- Newtown Central Location within Powys
- Population: 3,278 (2011 census)
- Principal area: Powys;
- Country: Wales
- Sovereign state: United Kingdom
- Post town: NEWTOWN
- Postcode district: SY16
- Dialling code: 01686
- UK Parliament: Montgomeryshire and Glyndŵr;
- Senedd Cymru – Welsh Parliament: Montgomeryshire;
- Councillors: 1 (County) 3 (Town Council)

= Newtown Central =

Newtown Central was the name of a county electoral ward in the town of Newtown, Powys, Wales.

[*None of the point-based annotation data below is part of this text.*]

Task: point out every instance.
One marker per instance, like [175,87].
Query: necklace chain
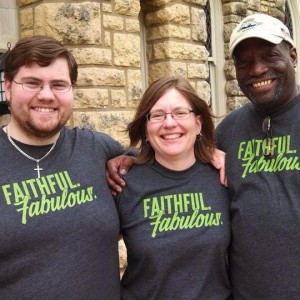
[38,169]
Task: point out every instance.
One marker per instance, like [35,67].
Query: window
[8,23]
[215,46]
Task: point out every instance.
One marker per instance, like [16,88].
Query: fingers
[115,169]
[218,162]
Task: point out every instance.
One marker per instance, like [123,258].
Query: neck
[176,164]
[26,138]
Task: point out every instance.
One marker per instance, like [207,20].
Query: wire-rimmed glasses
[35,87]
[177,114]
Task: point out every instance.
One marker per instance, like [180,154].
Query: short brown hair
[39,49]
[137,128]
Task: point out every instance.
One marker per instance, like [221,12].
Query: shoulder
[87,138]
[233,122]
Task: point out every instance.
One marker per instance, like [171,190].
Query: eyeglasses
[267,144]
[33,86]
[177,114]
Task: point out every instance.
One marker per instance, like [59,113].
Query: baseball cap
[260,26]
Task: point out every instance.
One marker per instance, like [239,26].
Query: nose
[257,67]
[169,120]
[46,92]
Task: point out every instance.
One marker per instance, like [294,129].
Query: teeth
[44,109]
[171,136]
[262,83]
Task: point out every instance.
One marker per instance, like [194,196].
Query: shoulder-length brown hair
[203,147]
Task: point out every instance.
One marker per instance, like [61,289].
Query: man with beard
[59,226]
[262,143]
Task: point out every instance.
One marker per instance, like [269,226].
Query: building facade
[123,45]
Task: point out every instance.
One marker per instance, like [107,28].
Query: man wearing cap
[262,142]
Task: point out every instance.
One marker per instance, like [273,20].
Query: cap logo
[249,24]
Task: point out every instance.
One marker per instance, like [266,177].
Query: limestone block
[107,38]
[134,87]
[72,23]
[92,55]
[198,28]
[100,76]
[127,7]
[26,2]
[169,31]
[177,13]
[118,98]
[198,70]
[91,98]
[199,2]
[111,122]
[127,49]
[26,19]
[180,50]
[106,7]
[228,28]
[236,102]
[203,90]
[132,25]
[113,22]
[157,70]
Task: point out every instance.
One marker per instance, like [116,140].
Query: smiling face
[39,115]
[265,73]
[173,140]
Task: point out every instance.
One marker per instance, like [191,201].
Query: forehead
[57,69]
[255,45]
[171,98]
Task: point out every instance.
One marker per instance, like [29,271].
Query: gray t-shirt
[176,228]
[59,233]
[265,203]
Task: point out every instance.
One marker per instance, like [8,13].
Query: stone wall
[105,37]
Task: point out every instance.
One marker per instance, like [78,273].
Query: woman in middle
[174,214]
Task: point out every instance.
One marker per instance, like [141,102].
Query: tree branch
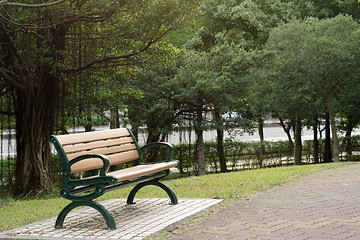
[12,4]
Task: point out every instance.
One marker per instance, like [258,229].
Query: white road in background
[7,147]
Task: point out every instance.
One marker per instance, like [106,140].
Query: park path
[323,205]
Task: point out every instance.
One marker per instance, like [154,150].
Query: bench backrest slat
[117,144]
[98,144]
[104,151]
[93,136]
[94,163]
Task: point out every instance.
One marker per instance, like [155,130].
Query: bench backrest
[118,145]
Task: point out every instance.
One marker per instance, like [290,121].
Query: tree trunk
[35,114]
[220,139]
[287,131]
[298,143]
[327,148]
[200,142]
[152,153]
[348,146]
[335,140]
[114,118]
[316,142]
[261,134]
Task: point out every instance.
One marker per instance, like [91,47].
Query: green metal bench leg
[168,190]
[100,208]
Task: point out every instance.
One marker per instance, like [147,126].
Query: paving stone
[89,224]
[323,205]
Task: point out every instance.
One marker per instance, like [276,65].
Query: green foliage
[236,185]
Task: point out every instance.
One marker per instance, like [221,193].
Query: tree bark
[114,118]
[35,114]
[200,142]
[335,140]
[316,142]
[287,131]
[220,139]
[298,143]
[327,148]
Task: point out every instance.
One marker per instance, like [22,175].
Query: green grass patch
[233,185]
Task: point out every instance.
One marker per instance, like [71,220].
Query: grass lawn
[233,185]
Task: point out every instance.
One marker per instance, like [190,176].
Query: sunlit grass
[233,185]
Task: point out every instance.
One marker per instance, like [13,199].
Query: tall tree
[37,56]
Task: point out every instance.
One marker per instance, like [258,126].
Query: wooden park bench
[98,151]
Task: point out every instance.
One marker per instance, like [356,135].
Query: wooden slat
[104,151]
[95,163]
[141,170]
[92,136]
[98,144]
[123,157]
[85,165]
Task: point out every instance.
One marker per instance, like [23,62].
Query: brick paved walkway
[324,205]
[135,221]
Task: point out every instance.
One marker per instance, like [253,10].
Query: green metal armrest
[105,160]
[158,144]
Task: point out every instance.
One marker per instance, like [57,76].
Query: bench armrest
[158,144]
[105,160]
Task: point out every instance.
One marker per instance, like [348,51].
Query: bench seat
[98,152]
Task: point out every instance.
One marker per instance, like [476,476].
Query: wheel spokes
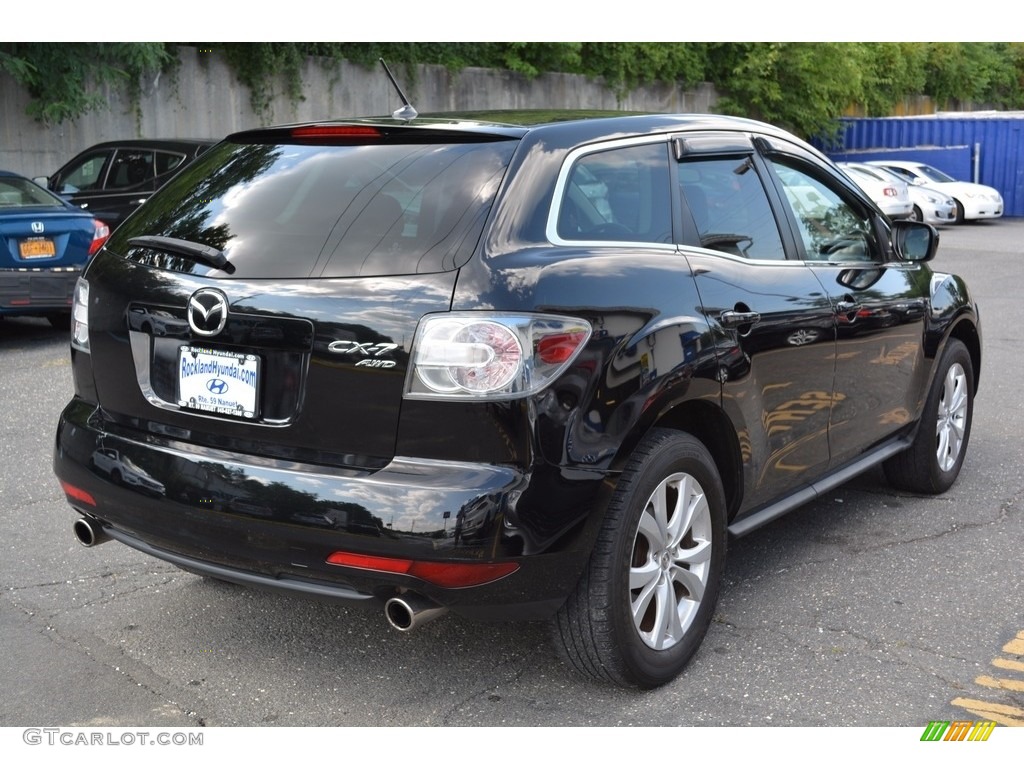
[671,561]
[950,425]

It remains as a community ward to Newtown and Llanllwchaiarn Town Council.

==Description==
Newtown Central ward covered the area west of Newtown town centre and immediately south of the River Severn.

The ward elected two councillors to Montgomeryshire District Council and Powys County Council, but since the May 1999 election it elected one county councillor to Powys County Council.

Newtown Central is a community ward and is represented by three town councillors on Newtown and Llanllwchaiarn Town Council.

According to the 2011 UK Census the population of the ward was 3,278.

Effective from the 2022 local elections, Newtown Central was merged with Newtown South to become Newtown Central and South, which elected two councillors to Powys County Council.

==County elections==
From 1995 the ward had been represented by Plaid Cymru and Independent councillors, though in 2008 it was taken by the Conservatives (who retained the seat in 2012).

At the May 2017 Powys County Council elections four of the five sitting councillors in Newtown and Llanllwchaiarn stood down, with Newtown Central being won from the Conservative Party by a Liberal Democrat, David Selby, bucking the county trend. The Liberal Democrats then retained the seats at the May 2022 Powys County Council elections.